Four people were fatally shot in a Maine home in a crime that was linked to gunfire that erupted later Tuesday on a busy interstate highway about 25 miles away, leaving three people injured and a person in custody, police said.
The bodies were found in a home in Bowdoin a short time before three people were shot in their vehicles to the south on Interstate 295 in Yarmouth, authorities said.
Maine State Police said the shootings were connected but didn't immediately discuss a motive or identify the person in custody, police spokesperson Shannon Moss said.
The shootings on I-295 led to a heavy police presence in Yarmouth, including officers carrying rifles. At one point, heavily armed officers peered inside the trunk of a car that had apparent bullet holes in the windshield at off ramp. Witnesses told reporters they saw one person in handcuffs.

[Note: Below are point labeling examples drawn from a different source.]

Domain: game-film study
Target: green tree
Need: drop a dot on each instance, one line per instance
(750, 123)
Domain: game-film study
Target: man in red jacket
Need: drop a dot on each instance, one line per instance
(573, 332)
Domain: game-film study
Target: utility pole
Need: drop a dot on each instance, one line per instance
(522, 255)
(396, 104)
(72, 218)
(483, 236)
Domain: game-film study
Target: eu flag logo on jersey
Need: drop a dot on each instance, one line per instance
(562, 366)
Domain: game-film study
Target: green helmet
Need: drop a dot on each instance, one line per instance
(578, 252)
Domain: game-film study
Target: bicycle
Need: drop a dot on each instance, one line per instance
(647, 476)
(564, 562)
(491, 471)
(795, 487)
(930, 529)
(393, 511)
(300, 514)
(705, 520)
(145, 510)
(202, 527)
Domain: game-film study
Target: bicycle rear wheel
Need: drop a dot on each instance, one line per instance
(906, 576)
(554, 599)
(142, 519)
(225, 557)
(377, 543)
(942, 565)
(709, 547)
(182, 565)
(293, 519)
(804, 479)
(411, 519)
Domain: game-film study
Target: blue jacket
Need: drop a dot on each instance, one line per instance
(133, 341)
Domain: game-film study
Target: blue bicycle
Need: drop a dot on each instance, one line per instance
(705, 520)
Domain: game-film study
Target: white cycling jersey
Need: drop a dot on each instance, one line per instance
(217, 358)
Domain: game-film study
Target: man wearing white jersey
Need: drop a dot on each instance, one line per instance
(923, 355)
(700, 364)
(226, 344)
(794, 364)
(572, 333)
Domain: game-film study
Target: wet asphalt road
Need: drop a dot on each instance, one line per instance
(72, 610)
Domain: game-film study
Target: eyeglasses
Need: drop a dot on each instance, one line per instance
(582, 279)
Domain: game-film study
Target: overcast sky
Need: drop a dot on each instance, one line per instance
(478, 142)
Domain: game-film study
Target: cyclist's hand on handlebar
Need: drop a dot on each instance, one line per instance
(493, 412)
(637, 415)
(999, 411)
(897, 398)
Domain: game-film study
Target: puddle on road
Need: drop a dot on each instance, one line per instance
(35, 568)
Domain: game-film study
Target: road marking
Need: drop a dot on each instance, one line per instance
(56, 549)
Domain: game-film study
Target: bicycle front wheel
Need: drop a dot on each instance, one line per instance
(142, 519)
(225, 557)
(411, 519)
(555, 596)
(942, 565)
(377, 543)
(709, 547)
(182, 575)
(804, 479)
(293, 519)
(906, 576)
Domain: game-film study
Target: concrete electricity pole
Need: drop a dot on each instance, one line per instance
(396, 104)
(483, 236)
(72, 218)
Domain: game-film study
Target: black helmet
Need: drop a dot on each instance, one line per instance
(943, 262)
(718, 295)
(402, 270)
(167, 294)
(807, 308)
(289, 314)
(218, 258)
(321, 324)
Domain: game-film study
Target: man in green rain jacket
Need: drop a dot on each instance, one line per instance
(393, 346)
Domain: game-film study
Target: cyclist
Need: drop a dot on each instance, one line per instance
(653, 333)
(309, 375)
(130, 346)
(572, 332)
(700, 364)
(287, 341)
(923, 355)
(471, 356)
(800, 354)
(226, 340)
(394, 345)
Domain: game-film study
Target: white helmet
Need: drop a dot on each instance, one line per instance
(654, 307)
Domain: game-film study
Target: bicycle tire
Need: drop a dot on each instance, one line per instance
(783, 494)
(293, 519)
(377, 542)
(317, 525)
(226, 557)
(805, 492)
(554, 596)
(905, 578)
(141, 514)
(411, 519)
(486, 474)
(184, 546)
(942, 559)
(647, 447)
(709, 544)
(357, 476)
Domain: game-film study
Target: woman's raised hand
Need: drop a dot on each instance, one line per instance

Yarmouth is a community of 9,000 about 12 miles north of Portland, the state’s largest city, which I-295 connects to the state capital, Augusta. Bowdoin is a rural farming community with about 3,000 residents.
“We are confident that there is no imminent threat to the general public at this time,” said Sagadahoc County Sheriff Joel Merry, whose deputies were assisting in Bowdoin. He referred questions to state police.
In Yarmouth, traffic backed up on the interstate as police halted traffic, and state, county and local police canvassed the area. Representatives for the Maine Department of Transportation said they closed the southbound side of I-295 in Yarmouth in late morning at the request of state police.
Police briefly ordered people in nearby neighborhoods to shelter in place, but authorities later announced there was no threat to the public.
Lenora Felker, who works near the highway at Rosemont Market and Bakery, said she sensed something was afoot when people started streaming in, saying the highway was closed, followed by dozens of law enforcement officers who descended on the area.
Officers canvassed businesses asking if they had seen “anyone that was wet and muddy fleeing,” Felker said. But she knew all the customers and didn’t see anything “out of the ordinary,” she said.